When it comes to new constructions, builders and architects are beginning to incorporate fire-resistant designs and materials. The additional costs for these adaptations, such as fire-resistant exteriors, sprinkler systems, and defensible spaces, are inevitably passed on to the buyer. While these adaptations offer a measure of protection, they also contribute to rising home prices, making it even harder for average families to afford homes.

As detailed in an April 18th MIT Technology Review article, California homes are now constructed to meet “shelter-in-place” standards, incorporating ignition-resistant materials outlined by new state and local codes. However, cost is a hurdle, with estimates indicating that building a home to the highest level of fire safety may increase expenses by up to 13 percent.

Real Estate Transactions: Buying and Selling

In fire-prone areas, the process of buying and selling homes has become fraught with challenges. Sellers often have to invest in fire mitigation measures to make their properties more appealing, and even then, they face the possibility of a reduced selling price. Meanwhile, buyers must consider not only the cost of the property but also future insurance costs and potential loss of value due to fire risks.

According to a May 16th PR Newswire report, Realtor.com now provides wildfire risk information, and listings include a “Fire Factor” rating culled from the First Street Foundation and the USDA Forest Service. A Realtor.com survey referenced in the report indicated that “71 percent of recent homebuyers took natural disasters into account when considering where to move. Additionally, about half (47 percent) of recent buyers are more concerned about natural disasters today than they were five years ago.”

Colorado Springs | Russell Smith

Economic Factors: High Inflation and Job Loss

The backdrop against which all these changes occur is far from stable. High inflation rates are making everyday goods more expensive, which impacts a family’s ability to save for a home. Job loss due to economic instability further erodes purchasing power. In this scenario, the added risk of wildfires can act as a significant deterrent for potential homebuyers, leading to stagnation or even a decline in housing market activity in certain areas.

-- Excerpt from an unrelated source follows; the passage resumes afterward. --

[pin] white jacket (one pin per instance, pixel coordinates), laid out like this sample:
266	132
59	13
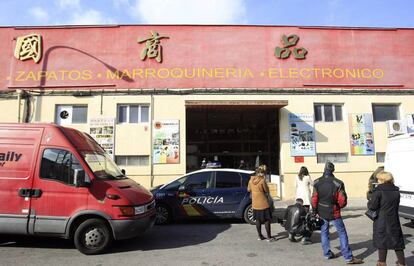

In an October 16th, 2020 Redfin article, chief economist Daryl Fairweather commented that financially strapped homebuyers are often willing to take on wildfire risk if they can buy properties at a cheaper price. On top of affordability, many buyers are moving to regions with more wildfire risk to escape high costs in major cities. However, Fairweather reiterates that these decisions could be both “costly and deadly … if fires and other climate disasters continue to happen more and more frequently, some housing markets will go from less desirable to untenable …”

The Future: A Worsening Scenario?

As climate change shows no signs of slowing down, and with governments struggling to implement effective mitigation strategies, the future appears uncertain. More intense and frequent wildfires could render large swaths of land virtually uninsurable and uninhabitable, affecting the real estate market more severely than ever. In a worst-case scenario, we could witness a collapse in property values in high-risk areas, leading to a real estate crisis with widespread economic implications.

Unfortunately, the risk of wildfires isn’t likely to diminish any time soon. Homeowners in fire-prone areas need to grasp the danger wildfires pose to their homes’ structural integrity and market value. Experts advise homeowners in high-risk geographical areas to research the best ways to mitigate these risks and take preventative actions to protect their homes and property values.